Cloudflare Launches Tool To Help Website Owner Monetize Access To Bot AI

Cloudflare launched a new tool that allows website owners to block AI crane bots from accessing their content without permission or compensation, in an effort to help site owners generate revenue from AI companies that want to train their models using web data.

This tool allows site owners to choose whether AI creators can access their content and set prices through the "pay per crane" model, Cloudflare said in a statement on Tuesday, July 1. The approach aims to give content owners greater control over how their data is used and paid.

The increasing use of AI cranes that access content without redirecting users back to their original sources has led to a decrease in traditional search engine traffic, which has been a source of advertising revenue. Now, site owners are looking for new ways to maintain the sustainability of their business.

The Cloudflare initiative has the support of major publishers such as Condé Nast and Associated Press, as well as social media companies such as Reddit and Pinterest.

Stephanie Cohen, Cloudflare's Chief Strategy Officer, stated that the purpose of this tool is to give control to publishers of their content, while creating a sustainable ecosystem for content creators and AI companies.

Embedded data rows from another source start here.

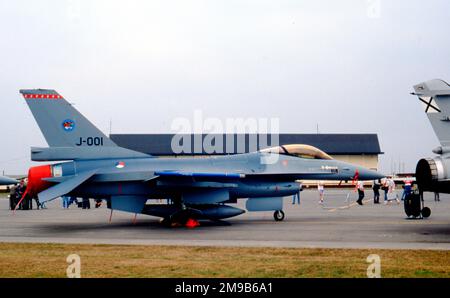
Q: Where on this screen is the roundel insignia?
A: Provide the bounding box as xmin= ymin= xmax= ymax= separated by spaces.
xmin=62 ymin=119 xmax=75 ymax=131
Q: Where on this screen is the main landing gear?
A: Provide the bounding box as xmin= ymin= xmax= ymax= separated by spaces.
xmin=273 ymin=210 xmax=284 ymax=221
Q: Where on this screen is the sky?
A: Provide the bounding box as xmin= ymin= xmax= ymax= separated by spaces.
xmin=0 ymin=0 xmax=450 ymax=174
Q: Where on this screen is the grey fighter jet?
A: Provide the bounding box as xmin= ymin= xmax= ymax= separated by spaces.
xmin=412 ymin=80 xmax=450 ymax=193
xmin=20 ymin=89 xmax=383 ymax=226
xmin=405 ymin=79 xmax=450 ymax=217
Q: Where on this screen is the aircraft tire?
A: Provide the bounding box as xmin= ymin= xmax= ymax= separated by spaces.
xmin=273 ymin=210 xmax=284 ymax=221
xmin=421 ymin=207 xmax=431 ymax=218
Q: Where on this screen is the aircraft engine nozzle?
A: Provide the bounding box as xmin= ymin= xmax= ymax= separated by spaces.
xmin=26 ymin=165 xmax=52 ymax=198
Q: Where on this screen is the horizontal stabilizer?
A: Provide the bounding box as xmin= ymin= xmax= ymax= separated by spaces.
xmin=412 ymin=80 xmax=450 ymax=147
xmin=38 ymin=170 xmax=97 ymax=203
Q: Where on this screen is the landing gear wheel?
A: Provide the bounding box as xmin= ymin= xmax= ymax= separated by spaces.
xmin=421 ymin=207 xmax=431 ymax=218
xmin=273 ymin=210 xmax=284 ymax=221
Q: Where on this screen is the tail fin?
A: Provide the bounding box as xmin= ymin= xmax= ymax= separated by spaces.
xmin=20 ymin=89 xmax=117 ymax=147
xmin=412 ymin=79 xmax=450 ymax=147
xmin=20 ymin=89 xmax=149 ymax=161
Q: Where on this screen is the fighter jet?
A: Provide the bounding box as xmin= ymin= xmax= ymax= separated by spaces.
xmin=412 ymin=79 xmax=450 ymax=193
xmin=0 ymin=176 xmax=19 ymax=185
xmin=16 ymin=89 xmax=384 ymax=226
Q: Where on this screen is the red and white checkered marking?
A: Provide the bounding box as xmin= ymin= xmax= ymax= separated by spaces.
xmin=23 ymin=94 xmax=63 ymax=99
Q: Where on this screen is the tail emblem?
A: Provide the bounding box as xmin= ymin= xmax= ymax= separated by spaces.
xmin=62 ymin=119 xmax=75 ymax=131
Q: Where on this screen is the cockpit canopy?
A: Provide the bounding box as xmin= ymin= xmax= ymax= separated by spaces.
xmin=259 ymin=144 xmax=332 ymax=159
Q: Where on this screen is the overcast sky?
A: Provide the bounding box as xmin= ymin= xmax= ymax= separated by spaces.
xmin=0 ymin=0 xmax=450 ymax=174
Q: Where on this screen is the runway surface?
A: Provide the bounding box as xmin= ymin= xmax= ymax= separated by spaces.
xmin=0 ymin=189 xmax=450 ymax=250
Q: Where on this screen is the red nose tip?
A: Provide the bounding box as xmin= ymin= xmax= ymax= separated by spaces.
xmin=27 ymin=165 xmax=52 ymax=197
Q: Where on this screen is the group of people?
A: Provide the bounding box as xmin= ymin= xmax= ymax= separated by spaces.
xmin=292 ymin=178 xmax=418 ymax=205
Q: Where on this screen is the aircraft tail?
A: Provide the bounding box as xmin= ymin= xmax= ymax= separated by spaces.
xmin=412 ymin=79 xmax=450 ymax=147
xmin=20 ymin=89 xmax=148 ymax=161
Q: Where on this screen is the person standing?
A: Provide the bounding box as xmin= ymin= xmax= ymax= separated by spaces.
xmin=434 ymin=192 xmax=441 ymax=202
xmin=382 ymin=178 xmax=389 ymax=204
xmin=9 ymin=185 xmax=17 ymax=210
xmin=372 ymin=179 xmax=381 ymax=204
xmin=317 ymin=181 xmax=325 ymax=204
xmin=356 ymin=181 xmax=364 ymax=205
xmin=402 ymin=177 xmax=412 ymax=201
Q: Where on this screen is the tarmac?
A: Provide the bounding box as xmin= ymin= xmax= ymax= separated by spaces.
xmin=0 ymin=189 xmax=450 ymax=250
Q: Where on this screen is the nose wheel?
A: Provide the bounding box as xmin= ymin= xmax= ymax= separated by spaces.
xmin=273 ymin=210 xmax=284 ymax=221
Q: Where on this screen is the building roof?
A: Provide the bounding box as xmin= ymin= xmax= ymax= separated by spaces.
xmin=110 ymin=134 xmax=383 ymax=155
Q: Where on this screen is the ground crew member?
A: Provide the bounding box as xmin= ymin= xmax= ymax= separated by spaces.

"The change in traffic pattern is very fast, and something has to change," Cohen said in an interview. "This is just the beginning of a new internet model."

Cloudflare data shows that the ratio between browsing and return visits to the site by Google has now dropped to 18:1, from 6:1 in just the last six months. This decline is believed to have occurred as users are increasingly finding direct answers to Google search results, including through the AI Overviews feature. However, Google's ratio is still much better than other AI companies such as OpenAI which reached 1,500:1.

For decades, search engines have indexed content and redirected users back to the source site, a mechanism that benefits creators. But this model is now disrupted by AI companies that use cranes to collect information without providing traffic back, and instead present this information through chatbots such as ChatGPT, thus harming creators in terms of recognition or income.

Many AI companies are now past the common web standards that publishers use to block their content screening, and claim that they don't violate the law in accessing content for free.

In response, several publishers such as The New York Times have sued AI companies for copyright infringement, while others have opted for a content licensing agreement.

Reddit, for example, sued AI startup Anthropic for allegedly taking comments from Reddit users to train its AI chatbots, but at the same time it also signed a content license agreement with Google.